How Upload Table in Hive view transfers data?

Rising Star

I used Upload Table action in Hive view. It worked fine and uploaded table. But I was surprised when I analyzed Internal jobs created by this action. There were 4 jobs

1. Create target table

2. Create temporary table

3. Copy data from temporary table to target table

4. Delete temporary table

What was surprising - neither of this job pointed to a source file, so it was not clear at which point (and how) the process was reading data from the source file. I reasonably expected that temporary table created at p.2 would be EXTERNAL table pointing to a source file (so it would have LOCATION clause), that would make sense. However it did not happen. Below is the statement executed by a second job.

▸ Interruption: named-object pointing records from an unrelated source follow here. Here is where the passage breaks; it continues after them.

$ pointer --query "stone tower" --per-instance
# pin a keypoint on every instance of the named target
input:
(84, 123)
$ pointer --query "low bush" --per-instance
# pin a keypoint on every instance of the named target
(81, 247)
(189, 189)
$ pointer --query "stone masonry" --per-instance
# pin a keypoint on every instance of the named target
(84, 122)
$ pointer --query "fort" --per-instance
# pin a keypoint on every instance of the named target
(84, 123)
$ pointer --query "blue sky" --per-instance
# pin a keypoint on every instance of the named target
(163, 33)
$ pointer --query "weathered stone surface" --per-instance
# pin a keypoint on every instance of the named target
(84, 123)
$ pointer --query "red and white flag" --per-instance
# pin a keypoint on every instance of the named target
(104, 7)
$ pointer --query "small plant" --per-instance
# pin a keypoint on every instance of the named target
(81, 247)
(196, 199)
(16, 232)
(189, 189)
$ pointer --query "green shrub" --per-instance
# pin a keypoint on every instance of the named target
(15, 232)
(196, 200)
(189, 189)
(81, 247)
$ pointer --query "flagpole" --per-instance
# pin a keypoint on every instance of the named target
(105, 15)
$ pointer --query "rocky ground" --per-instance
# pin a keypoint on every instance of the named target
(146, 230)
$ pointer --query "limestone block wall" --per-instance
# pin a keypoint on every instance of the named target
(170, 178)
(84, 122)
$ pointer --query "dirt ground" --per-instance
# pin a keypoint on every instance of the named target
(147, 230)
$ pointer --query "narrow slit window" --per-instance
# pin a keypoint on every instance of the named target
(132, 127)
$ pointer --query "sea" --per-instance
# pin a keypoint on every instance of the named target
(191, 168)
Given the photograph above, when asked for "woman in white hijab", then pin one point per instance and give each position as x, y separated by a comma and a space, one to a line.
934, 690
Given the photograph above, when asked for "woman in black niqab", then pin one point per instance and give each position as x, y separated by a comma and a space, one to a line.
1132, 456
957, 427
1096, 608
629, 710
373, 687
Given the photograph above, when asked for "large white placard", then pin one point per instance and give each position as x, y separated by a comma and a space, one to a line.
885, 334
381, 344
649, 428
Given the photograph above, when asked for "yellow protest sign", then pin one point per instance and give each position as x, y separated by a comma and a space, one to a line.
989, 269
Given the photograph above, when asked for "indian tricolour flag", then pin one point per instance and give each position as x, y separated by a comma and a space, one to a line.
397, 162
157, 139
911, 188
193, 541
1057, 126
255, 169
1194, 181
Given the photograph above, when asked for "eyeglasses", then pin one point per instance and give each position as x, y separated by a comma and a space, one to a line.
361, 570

CREATE TABLE lpsaabddmakzdzbwxapezrkqcvkcqy 
(truckid STRING, driverid STRING, event STRING, latitude DOUBLE, longitude DOUBLE, city STRING, state STRING, velocity INT, event_ind INT, idling_ind INT) 
ROW FORMAT DELIMITED FIELDS TERMINATED BY '1' STORED AS TEXTFILE;

As we can see it just creates internal table, which is not associated with a source file.

2 REPLIES 2

Hi @Dmitry Otblesk, there is a step between your #2 and #3 above where data is inserted into the temporary table from the view. Please see https://docs.hortonworks.com/HDPDocuments/Ambari-2.4.0.1/bk_ambari-views/content/upload_table.html

Rising Star

@slachterman

>there is a step between your #2 and #3 above were data is inserted

Yes, I assumed there would such step, but there was not. There were only 4 jobs in the history, those I already listed above. I also clicked Clear Filters button in the History page to ensure that all jobs are shown.

Another interesting note - the screenshot for the similar process within Hadoop tutorial also shows only 4 internal jobs, not 5.

So is this step between p.2 and p.3 executed somehow differently (not as a job)?